The Super Bowl may be a distant memory by now, but we’re still thinking about the Squarespace ad featuring a somniferous Jeff Bridges and his sleeping tapes. In case you missed it, the campaign (which ran on Flipboard in January) centers around the actor’s deep, hypnotic voice, coupled with intriguing noises and sounds, doing their off-the-wall best to send you to sleep. (100% of the album’s retail price goes directly to No Kid Hungry.) It’s a quirky recording and that’s the point—Squarespace claims to bring “even the wildest ideas to life in a beautiful way.”

We called Casalena to learn more about the campaign and to understand how Flipboard fits into Squarespace’s bold advertising strategy.

When it comes to advertising, Squarespace is really going for the gold—you’ve had spots at the Super Bowl twice! That’s a big deal, especially for a tech startup. How do you think about this?
People see our big ads these days and they forget that we’ve actually always done advertising, even 10 or 11 years ago—we started out with just Google AdWords. As the years have gone by, we’ve become more and more sophisticated on how we present things and how we express ourselves in the company, and you can see it that reflected in our ads. You know, we’ve got tons and tons of different channels now, anything from the Super Bowl to podcasts to Flipboard, and it works out really well for us.

How does Flipboard play into your advertising strategy?
Well, we are always looking for new and innovative ways to connect with the kinds of people that are our people. The audience on Flipboard shares a lot of the qualities of the kinds of people that we want to target on Squarespace: people who care about design, people who care about their reputations online, who are “do it yourself-ers,” indie creatives, and so.

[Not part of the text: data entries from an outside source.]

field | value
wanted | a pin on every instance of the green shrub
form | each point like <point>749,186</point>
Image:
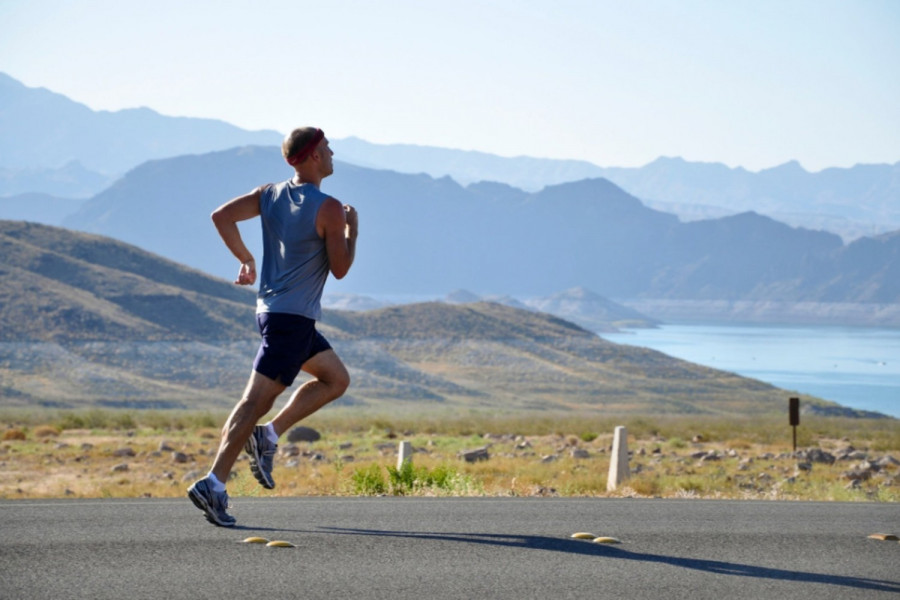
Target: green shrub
<point>368,481</point>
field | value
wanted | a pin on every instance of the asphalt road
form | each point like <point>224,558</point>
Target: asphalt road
<point>433,548</point>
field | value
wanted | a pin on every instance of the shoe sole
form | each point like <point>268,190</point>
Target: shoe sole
<point>252,449</point>
<point>201,503</point>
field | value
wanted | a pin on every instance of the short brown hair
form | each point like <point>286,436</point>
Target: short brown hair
<point>296,144</point>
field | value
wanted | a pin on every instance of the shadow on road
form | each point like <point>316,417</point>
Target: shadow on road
<point>606,551</point>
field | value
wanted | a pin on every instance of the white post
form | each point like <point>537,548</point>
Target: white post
<point>618,464</point>
<point>404,454</point>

There must be intense creative pressure to come up with a concept for a Super Bowl ad. How’d you do it?
The process for each ad was somewhat similar; obviously with the Super Bowl the intensity is a little bit higher because every second really matters. You hope to start with an insight. The more precisely you can describe that thought, the better. Then you develop the creative idea around that.

If you think about our first ad, the concept is quite simple: the Web is a very cluttered space. When you go out there and put your thing on the Web, do you want to be part of the messy Web, or do you want to part of this clean, elegant way of putting things out there? This year, the concept was, ‘Look, no matter what your idea is, even if it’s weird, Squarespace can make it look great.’ And that’s embodied in Jeff’s concept.

Yeah, I really loved this year’s ad. What did you learn from the time you did your first Super Bowl ad to the time you did this year’s?
The Super Bowl is really a medium for…high-octane entertainment. You can do things with the medium that aren’t appropriate for normal television, if you will. We wanted to do something dramatic that would stand out, and I think we did that. The other thing we did this year is create more of a campaign around the ad. The ad itself makes absolutely no sense if you just see it in the :30 spot. If you experience the campaign, and go to the site, the ad makes perfect sense.

Are The Sleeping Tapes real? Was Jeff already using Squarespace or was he commissioned?
Yeah, we reached out to him for this project. But the really incredible thing about this ad is The Sleeping Tapes are absolutely real. He got very invested in the idea when we pitched it to him and spent a lot of his own time taking this idea beyond anything that we had originally envisioned for it; he put his own personality and soul into it, like the collaboration between him and his friends, who include the sound engineer from True Detective and a guy who helped with Pink Floyd.

And why Jeff Bridges?
We put some filters on the kinds of personalities that we’re willing to work with and one of the things that was important to me is that the individual be sort of unique and quirky; a lovable personality versus a polarizing one. But I also wanted it to be weird; I didn’t want them to be particulate generic. Which sort of ties in very nicely with the idea that weird ideas can be made beautiful, weird ideas can win.

OK, last question: what do you fall asleep to? The Sleeping Tapes?
(Laughs) Do I fall asleep to The Sleeping Tapes? I actually fell in love with them; I think they are really good. I will admit the first time I listened to them, I was like, ‘Whoa, this is out there.’ I was expecting this super digestible lighthearted thing, and there’s a lot of that in The Sleeping Tapes, but some of those tracks initially I was like (chuckles), ‘This is scary,’ but I ended up really really liking them. No, I don’t fall asleep to anything but hopefully silence.